Empire Ears Wraith ($3499) vs Empire Ears Legend X ($2299):

From one TOTL to another, the comparison is valid for when you replace a Legend, you had better bring you’re A-game. And the Wraith does. But I prefer the Legend X. Having one w9 like the Valkyrie is fabulous. Having TWO W-9’s is phenomenal, and the bass is worthy of your floor-standing speakers. It is that good. And I cannot underestimate how much I like that sound. Treble stops short of becoming grating to me, and I can listen for long periods. Pinky says this right: it is the best IEM he has ever heard. We have both heard the tia Fourte as well, which does provide more air and clarity, but that meaty sound of the Legend is what makes it for both of us.

If you want a no-nonsense sound, then the Wraith has very few peers anywhere. If you prefer a meatier sound, then the Legend X has few peers. Plus, that bass is to die for.



Sources:

Most of the time was spent with the Cayin N6 mk2, since that was also in house. To think of the pairing together as good would be an incredible insult to both.
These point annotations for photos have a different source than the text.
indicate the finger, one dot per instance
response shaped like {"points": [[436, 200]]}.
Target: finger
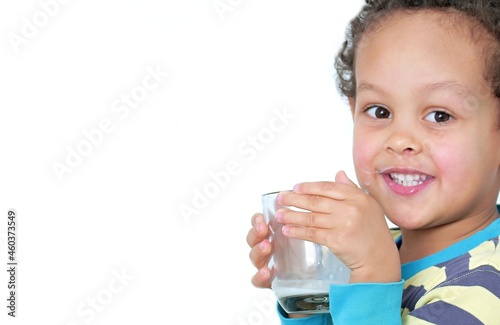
{"points": [[259, 231], [260, 254], [311, 202], [316, 235], [305, 219], [341, 177], [262, 279]]}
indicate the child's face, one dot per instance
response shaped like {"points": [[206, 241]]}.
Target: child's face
{"points": [[426, 141]]}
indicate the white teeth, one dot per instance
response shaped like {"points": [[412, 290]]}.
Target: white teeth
{"points": [[408, 180]]}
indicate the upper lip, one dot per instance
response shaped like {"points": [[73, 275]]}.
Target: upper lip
{"points": [[403, 170]]}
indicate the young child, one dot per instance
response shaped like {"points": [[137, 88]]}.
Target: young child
{"points": [[423, 82]]}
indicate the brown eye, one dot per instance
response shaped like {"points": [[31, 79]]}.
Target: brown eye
{"points": [[378, 112], [438, 117]]}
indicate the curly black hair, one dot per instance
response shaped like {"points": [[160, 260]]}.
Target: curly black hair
{"points": [[484, 14]]}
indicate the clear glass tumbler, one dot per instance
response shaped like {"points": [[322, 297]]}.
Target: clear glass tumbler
{"points": [[302, 271]]}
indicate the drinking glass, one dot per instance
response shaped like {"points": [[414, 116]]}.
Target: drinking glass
{"points": [[302, 271]]}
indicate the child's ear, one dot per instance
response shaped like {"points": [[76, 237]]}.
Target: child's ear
{"points": [[352, 104]]}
This truly is end-game material especially with the functionality of the Cayin. I only scratched the surface of usability with the N6ii, but in the short time I have it I discerned it quite capable. As such, it was a wonderful pairing with the Wraith. Adding a touch more warmth, the sound was sublime. Adding depth as well, gave what few shortcomings the Wraith may have had a boost, the two seemed destined for each other. It was truly a treat to hear the pairing and one in which I could easily judge all others. I spent approximately 40 hours together with the duo.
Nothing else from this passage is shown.